Last night's convention address by Sarah Palin here in St. Paul has confirmed the bold decision of John McCain to choose the Alaska governor as his co-pilot and united the Republican Party as it has not been since the second term of Ronald Reagan.
A wild enthusiasm for Sarah Palin has brought conservatives home to John McCain, and GOP leaders of all hues -- from Fred Thompson to Mitt Romney to Mike Huckabee to Rudy Giuliani -- to the rostrum to lacerate the liberal media for their five days of feral assaults on Sister Sarah.
The war the right lives for, against the people the right truly loathes -- the liberal media elite who savagely "Bork" every true conservative who gets on the path to national power -- has been reignited.
Positive polarization has been achieved. The Republican Party has been united and invigorated. The enthusiasm gap with the Democratic ticket has been closed. And the issues upon which the base loves to fight -- the Culture War and Right to Life -- are back on the table.
Palin's beautifully crafted and delivered acceptance speech, after Rudy's gleeful excoriations of the pretensions of Obama, will rank as a night to remember in convention history.
Yet, as the familiar battle lines form up for the delicious eight-week war that lies ahead, one hears a distant thunder. And the seriousness of the hour we are in comes home.
U.S. troops have crossed into Pakistan to attack Taliban and al-Qaida units in the privileged sanctuary of the tribal areas just across the border from Afghanistan. Have we just thrown a rock into the biggest hornet's nest on earth?

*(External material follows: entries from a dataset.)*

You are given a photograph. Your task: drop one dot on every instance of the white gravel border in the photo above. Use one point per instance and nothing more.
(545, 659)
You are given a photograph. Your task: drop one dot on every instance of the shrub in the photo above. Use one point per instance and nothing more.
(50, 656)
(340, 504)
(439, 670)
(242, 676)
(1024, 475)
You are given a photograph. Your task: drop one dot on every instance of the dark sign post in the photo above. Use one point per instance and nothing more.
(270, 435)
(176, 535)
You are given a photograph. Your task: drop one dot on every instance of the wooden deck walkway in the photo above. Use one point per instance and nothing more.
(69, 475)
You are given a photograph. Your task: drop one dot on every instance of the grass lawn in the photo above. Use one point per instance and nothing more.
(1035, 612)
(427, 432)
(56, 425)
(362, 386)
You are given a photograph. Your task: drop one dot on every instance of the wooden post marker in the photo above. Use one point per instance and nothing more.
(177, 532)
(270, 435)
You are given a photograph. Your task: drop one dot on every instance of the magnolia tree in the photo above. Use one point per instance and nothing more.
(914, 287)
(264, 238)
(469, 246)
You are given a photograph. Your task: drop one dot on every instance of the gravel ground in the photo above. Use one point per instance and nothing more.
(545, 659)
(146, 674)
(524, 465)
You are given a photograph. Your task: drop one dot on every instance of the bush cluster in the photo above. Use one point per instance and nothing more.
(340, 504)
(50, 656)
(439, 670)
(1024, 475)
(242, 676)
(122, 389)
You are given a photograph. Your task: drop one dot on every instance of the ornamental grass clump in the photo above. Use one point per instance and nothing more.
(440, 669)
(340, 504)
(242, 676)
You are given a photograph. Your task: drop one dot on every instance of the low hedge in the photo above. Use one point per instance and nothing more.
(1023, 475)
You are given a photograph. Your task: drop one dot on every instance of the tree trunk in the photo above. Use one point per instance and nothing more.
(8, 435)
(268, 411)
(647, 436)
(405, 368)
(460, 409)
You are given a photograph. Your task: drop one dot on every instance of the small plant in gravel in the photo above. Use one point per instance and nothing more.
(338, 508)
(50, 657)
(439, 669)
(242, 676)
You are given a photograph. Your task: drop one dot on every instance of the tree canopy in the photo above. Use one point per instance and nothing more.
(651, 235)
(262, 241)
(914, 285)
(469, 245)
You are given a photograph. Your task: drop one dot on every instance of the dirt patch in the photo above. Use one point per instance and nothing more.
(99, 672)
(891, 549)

How will the Pakistani government and people react to this U.S. incursion into their country to fight a war their own army has been reluctant to wage? How will the tribal peoples react? Will the weak new democratic regime, united only in its hatred of deposed President Musharraf, fall?
What is the future of this Islamic nation of 170 million, with its five-dozen nuclear weapons, that was once America's great ally in South Asia, but is now seething with anti-Americanism?
In Afghanistan, the Taliban move closer to the capital Kabul as hardly a day goes by without U.S. armed forces being charged with the accidental killing of Afghan women and children. Is this even a winnable war, after seven years of fighting? And, if so, at what cost?
While the convention hears claims of victory in Iraq and an early return of U.S. troops, there are reports the Nouri al-Maliki regime, in collusion with Iran, wants the Americans out to settle accounts with the U.S.-sponsored Sunni militias and the Kurds over who rules in Baghdad and Kirkut.